There are two basic models for representing the visibility space, the viewsphere and 3D space. A viewsphere is a unit sphere centred around the object. Each point of the sphere defines a unit vector or viewing direction, connecting the point with the centre of the sphere. This direction is used usually to obtain an orthographic projection of the object: the unit sphere does not carry information about the object-viewer distance, necessary to compute perspective projections. Visual events are curves or points on the viewsphere. In the 3D model, each point in space is considered as a possible viewpoint. The visual events can be points, lines or surfaces in space.
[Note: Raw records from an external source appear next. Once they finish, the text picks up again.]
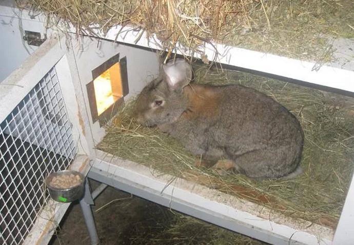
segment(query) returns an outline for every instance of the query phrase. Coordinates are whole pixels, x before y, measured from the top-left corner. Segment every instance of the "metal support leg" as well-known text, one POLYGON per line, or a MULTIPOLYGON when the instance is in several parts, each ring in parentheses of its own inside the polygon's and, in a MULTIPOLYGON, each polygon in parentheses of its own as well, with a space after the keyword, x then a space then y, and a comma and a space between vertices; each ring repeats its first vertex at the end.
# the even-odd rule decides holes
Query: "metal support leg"
POLYGON ((85 184, 85 195, 84 197, 80 200, 80 206, 84 215, 85 222, 90 234, 91 245, 98 245, 100 244, 100 239, 96 229, 96 224, 93 219, 92 210, 91 209, 91 205, 94 204, 93 199, 91 195, 90 187, 88 185, 88 180, 87 179, 85 184))

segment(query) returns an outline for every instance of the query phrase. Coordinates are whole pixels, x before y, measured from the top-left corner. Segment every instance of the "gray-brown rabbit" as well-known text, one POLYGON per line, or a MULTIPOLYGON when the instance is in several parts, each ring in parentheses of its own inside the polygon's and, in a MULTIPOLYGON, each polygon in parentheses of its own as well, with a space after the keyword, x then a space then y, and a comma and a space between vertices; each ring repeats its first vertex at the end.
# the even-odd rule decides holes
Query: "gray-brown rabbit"
POLYGON ((280 104, 242 86, 190 84, 191 68, 183 59, 168 63, 162 70, 138 97, 139 123, 157 126, 203 161, 229 159, 250 177, 292 177, 302 172, 303 132, 280 104))

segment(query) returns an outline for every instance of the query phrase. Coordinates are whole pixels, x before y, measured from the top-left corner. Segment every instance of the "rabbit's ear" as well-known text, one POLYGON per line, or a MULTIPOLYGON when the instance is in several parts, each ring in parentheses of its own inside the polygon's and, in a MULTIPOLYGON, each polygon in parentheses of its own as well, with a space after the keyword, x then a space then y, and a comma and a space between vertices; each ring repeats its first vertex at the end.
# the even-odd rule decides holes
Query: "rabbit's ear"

In most practical applications approximate models are adopted, whereby only a finite number of viewpoints is considered. A popular technique makes use of a geodesic dome or quasi-uniform tessellation to obtain a uniform distribution of viewpoints around an object. A typical way to build such a tessellation is to split recursively the facets of a regular polyhedron (e.g. an icosaedron) until a given resolution is reached. The centres of the facets of the resulting polyhedron define a discrete quasi-uniform grid giving the set of all possible viewpoints.

Figure 1:   A geodesic dome

Views are represented usually as line drawings in exact aspect graphs, and the features adopted to compute view equivalence are therefore edges, vertices and junctions. Surfaces are considered commonly as the sole features, in approximate methods, especially in applicative contexts when based on ray-tracing.